FUnctionality Sharing In Open eNvironments
Heinz Nixdorf Chair for Distributed Information Systems

Combining Image and Caption Analysis for Classifying Charts in Biodiversity Texts

Title: Combining Image and Caption Analysis for Classifying Charts in Biodiversity Texts
Authors: Pawandeep Kaur and Dora Kiesal
Source: IVAPP 2020
Place: Malta
Date: 2020-02-27
Type: Publication

Chart type classification through caption analysis is a new area of study. Distinct keywords in the captions that relate to the visualization vocabulary (e.g., for scatterplot: dot, y-axis, x-axis, bubble) and keywords from the specific domain (e.g., species richness, species abundance, phylogenetic associations in the case of biodiversity research), serve as parameters to train a text classifier. For better chart comprehensibility, along with the visual characteristics of the chart, a classifier should also understand these parameters well. Such conceptual/semantic chart classifiers then will not only be useful for chart classification purposes but also for other visualization studies. One of the application of such classifier is in domain knowledgebase visualization recommendation system.
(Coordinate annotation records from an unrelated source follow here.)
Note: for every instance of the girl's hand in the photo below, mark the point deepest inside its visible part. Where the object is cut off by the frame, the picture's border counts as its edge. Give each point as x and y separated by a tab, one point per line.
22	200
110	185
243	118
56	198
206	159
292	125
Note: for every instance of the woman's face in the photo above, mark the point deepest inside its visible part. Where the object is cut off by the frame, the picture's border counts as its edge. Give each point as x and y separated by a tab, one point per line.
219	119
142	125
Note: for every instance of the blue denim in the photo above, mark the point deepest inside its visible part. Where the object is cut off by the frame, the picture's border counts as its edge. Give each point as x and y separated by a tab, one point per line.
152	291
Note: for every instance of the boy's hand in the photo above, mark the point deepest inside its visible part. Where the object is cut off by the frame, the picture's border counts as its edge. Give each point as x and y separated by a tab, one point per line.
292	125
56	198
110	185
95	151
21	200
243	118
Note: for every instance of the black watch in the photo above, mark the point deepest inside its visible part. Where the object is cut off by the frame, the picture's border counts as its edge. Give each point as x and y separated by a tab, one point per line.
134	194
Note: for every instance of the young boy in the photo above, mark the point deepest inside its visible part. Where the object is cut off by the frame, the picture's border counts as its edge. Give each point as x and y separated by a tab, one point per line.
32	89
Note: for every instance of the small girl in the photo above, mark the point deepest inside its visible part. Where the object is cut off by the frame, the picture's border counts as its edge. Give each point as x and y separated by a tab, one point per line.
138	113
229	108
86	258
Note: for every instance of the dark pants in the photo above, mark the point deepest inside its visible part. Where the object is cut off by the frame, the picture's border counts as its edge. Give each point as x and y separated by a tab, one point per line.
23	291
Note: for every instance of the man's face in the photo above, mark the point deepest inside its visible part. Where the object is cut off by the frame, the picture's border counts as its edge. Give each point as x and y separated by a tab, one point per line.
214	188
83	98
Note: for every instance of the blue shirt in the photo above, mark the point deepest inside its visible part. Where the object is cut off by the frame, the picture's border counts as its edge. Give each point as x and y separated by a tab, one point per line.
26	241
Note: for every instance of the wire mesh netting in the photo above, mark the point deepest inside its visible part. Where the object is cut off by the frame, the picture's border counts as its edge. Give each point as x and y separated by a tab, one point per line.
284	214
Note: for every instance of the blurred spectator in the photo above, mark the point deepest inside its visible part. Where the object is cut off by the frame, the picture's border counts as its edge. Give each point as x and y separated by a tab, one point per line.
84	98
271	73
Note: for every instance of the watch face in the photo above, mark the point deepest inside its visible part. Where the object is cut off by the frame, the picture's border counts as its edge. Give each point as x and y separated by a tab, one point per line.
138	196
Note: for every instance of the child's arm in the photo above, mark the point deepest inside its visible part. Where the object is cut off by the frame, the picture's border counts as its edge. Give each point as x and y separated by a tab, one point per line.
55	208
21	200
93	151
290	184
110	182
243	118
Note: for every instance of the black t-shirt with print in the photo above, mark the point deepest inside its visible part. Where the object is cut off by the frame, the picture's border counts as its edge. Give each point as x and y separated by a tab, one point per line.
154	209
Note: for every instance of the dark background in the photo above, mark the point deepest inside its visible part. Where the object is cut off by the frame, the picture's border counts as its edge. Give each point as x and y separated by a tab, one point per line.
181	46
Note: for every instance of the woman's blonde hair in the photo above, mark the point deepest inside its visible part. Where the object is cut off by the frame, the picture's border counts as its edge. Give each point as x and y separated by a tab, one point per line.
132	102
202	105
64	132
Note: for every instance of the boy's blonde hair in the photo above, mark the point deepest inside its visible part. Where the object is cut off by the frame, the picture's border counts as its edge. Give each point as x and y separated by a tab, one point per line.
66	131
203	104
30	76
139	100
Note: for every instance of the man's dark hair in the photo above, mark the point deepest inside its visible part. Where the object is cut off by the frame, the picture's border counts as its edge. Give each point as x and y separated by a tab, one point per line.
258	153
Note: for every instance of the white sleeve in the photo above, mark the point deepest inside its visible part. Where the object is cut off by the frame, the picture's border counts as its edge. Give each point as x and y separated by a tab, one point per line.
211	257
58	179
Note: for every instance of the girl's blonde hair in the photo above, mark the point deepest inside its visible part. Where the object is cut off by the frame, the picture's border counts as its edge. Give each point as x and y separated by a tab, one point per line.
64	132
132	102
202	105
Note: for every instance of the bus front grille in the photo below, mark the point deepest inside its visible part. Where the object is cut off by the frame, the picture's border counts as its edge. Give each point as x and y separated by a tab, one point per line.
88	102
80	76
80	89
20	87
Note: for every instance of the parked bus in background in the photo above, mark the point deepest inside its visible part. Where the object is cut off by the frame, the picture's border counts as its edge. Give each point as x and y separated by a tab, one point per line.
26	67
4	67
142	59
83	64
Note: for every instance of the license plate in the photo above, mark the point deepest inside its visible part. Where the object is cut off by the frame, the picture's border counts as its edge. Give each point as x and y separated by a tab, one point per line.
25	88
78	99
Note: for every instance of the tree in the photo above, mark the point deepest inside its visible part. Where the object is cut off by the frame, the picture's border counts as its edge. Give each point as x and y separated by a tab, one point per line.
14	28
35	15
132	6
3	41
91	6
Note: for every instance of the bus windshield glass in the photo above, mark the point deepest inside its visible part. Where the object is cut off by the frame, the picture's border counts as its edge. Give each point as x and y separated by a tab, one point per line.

Where these text classifiers can provide the recommendation of visualization types or schema based on the classification of the text provided along with the dataset. Motivated by this use case, in this paper, we have explored our idea of semantic chart classifiers. We have taken the assistance of state-of-the-art natural language processing (NLP) and computer vision algorithms to create a biodiversity domain-based visualization classifier. With an average test accuracy (F1-score) of 92.2\% over all 15 classes, we can prove that our classifiers can differentiate between different chart types conceptually and visually.